Documented in interaction_effects interactions interaction_sds phenopath print.phenopath_fit significant_interactions trajectory

#' PhenoPath - genomic trajectories with heterogeneous backgrounds
#' 
#' PhenoPath learns genomic trajectories in the presence of 
#' heterogenous environmental and genetic backgrounds. It takes 
#' input gene expression measurements that are modelled
#' by a single unobserved factor (the "trajectory"). The regulation 
#' of genes along the trajectory is perturbed by an additional set of 
#' covariates (such as genetic or environmental status) allowing for 
#' the identification of covariate-trajectory interactions.

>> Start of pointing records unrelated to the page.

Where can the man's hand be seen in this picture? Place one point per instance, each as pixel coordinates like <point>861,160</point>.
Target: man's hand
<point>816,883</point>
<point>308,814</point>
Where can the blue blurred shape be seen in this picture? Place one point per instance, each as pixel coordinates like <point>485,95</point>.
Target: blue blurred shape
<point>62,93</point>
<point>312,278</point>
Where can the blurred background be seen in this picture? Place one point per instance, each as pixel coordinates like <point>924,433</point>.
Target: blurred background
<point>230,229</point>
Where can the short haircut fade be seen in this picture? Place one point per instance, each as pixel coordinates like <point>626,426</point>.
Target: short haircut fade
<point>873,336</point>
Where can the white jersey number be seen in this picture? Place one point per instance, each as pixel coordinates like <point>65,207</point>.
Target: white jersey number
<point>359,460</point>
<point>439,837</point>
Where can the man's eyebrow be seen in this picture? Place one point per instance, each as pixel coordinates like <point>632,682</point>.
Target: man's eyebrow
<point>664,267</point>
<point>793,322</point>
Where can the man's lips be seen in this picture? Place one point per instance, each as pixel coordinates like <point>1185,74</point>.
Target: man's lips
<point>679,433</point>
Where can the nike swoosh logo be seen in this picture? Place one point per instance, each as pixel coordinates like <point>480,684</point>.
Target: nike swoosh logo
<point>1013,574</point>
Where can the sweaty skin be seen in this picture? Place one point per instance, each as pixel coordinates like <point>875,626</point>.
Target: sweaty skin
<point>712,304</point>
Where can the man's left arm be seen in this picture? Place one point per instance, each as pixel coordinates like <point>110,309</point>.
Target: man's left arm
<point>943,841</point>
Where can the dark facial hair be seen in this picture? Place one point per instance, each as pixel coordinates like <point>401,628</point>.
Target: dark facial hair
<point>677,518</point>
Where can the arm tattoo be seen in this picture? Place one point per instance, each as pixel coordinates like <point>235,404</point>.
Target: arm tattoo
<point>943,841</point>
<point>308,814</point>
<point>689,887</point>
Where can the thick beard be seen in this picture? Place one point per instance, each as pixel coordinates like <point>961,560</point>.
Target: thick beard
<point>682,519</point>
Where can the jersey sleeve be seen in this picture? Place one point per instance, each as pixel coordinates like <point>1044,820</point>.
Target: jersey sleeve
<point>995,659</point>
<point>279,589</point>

#' The model is fitted using mean-field co-ordinate ascent variational inference.
#' 
#' @param exprs_obj Input gene expression, either
#' \enumerate{
#' \item An \linkS4class{SummarizedExperiment} object, \emph{or}
#' \item A cell-by-gene matrix of normalised expression values in log form.
#' }
#' @param x The covariate vector, either
#' \enumerate{
#' \item The name of a column of \code{colData(exprs_obj)} if \code{exprs_obj} is an
#' \code{SummarizedExperiment}, \emph{or}
#' \item A numeric of factor vector of length equal to the 
#' number of cells, \emph{or}
#' \item A formula from which to build a model matrix from \code{colData(exprs_obj)}, 
#' if \code{exprs_obj} is a \linkS4class{SummarizedExperiment}
#' }
#' @param sce_assay The assay from \code{exprs_obj} to use as expression if
#' \code{exprs_object} is a \code{SummarizedExperiment}
#' @param elbo_tol The relative pct change in the ELBO below 
#' which is considered converged.
#' See convergence section in details below.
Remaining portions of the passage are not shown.